Bon Voyage a Moi!
This one will be quick, as my time here is limited. In a few short hours I will be heading to one of my favourite places on earth, Toronto Pearson International Airport. Yes, I typed that correctly. I find something so special about the airport. The emotion it evokes in you, the excitement it brings. The feeling you get when it finally hits you–this is it, so it begins, finally I am gone…How perfect is a place that is a crossroad between reality and a fantasy just waiting for your discovery? The type of comfortable anxiety it lends, still (semi) being at home, awaiting the uncomfortable experience to come of uncovering something(s) mysterious and completely foreign…
First I will be heading to London-Town to reunite with my soul mate, M-Sac, to have tea with the Queen and sing karaoke with the Spice Girls…(…ughh…not quite…but a girl can dream right?) I must say I’m looking most forward to Camden Market, Brick Lane and our night-time walking ghost tour! Our schedule is tight, which only means all excitement, all the time. Then we will be off to beautiful Taormina, on the Sicilian coast, where we will meet up with two other (twin) sisters T Bagg and A Bagg. We’re already planning on a hike up Mount Etna (a winery tour and distillery tour making the unnecessary vacation excercise worth while), a boat tour around a couple Aeolian Islands, lots of food explorations, and even more beach time where M-Sac and I will be able to revive our tanning skills previously honed a la Terracina 2009.
I find my departure days to always be a weird mixture of emotions. It’s definitely best summed-up as nervous excitement. I don’t know what I’m nervous about, to be honest.

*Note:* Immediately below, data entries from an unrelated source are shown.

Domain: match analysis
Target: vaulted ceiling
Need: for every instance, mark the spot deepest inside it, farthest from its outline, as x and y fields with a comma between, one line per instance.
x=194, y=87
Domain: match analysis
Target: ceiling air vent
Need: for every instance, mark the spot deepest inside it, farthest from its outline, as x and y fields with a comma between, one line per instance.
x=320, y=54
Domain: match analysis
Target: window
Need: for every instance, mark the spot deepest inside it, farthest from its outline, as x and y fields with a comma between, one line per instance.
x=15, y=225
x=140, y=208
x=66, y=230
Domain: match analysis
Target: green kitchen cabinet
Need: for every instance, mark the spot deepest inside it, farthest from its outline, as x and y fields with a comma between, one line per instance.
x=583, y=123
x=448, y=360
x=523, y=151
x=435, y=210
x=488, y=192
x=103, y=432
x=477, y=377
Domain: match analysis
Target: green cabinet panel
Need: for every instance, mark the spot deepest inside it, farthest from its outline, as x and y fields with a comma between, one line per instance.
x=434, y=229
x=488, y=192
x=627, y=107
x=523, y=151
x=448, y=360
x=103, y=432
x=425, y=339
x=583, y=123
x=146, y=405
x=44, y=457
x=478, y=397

I’m by no means afraid to fly (as I usually always sleep off the entirety of the journey), I’m not nervous that it will be a flop (with M-Sac, there is never a shortage of good times to be shared) and, despite it being my the first time ever to do so, I’m not nervous to be journeying alone. I assume the nervous energy comes from a break in my oh-so-sacred schedule. The one I live and swear by daily, and only accept breaks in if their approved by my conscience and planned out far in advance. The workout one and the food one, the one that makes me feel strong and fit (mostly) everyday, and rewards me with treats when I’m a good little girl. But, it’s only just a little itty bit of nervousness that I’m battling, stemming from the workout-alcoholic side of my brain. Europe (any kind of travel, really) is the kind of break from it that I will always find room for, at any moment, on any kind of notice, for any length of time. There will be a few things that will make the return home worthwhile, though, things that I will miss the most–my evening meals and evening desserts spent couch-side with Mama and a good not-always-so-good movie, nights out with the girls, and our daily BBM messages, and, of course, TV sessions, cook-outs and sleepovers with GF. I guess I can only look forward to spoiling myself with too-much of all of them (is that possible) upon my homecoming.
So, Bon Voyage a Moi! I’m positive I will have many stories to share with you, many meals to tease your appetites with. I will keep you updated as much as I can, with whatever energy I can stammer after days of trekking through London streets, afternoons of draining my energy under the Sicilian sun and evenings of too much pub beer and local volcanic wine.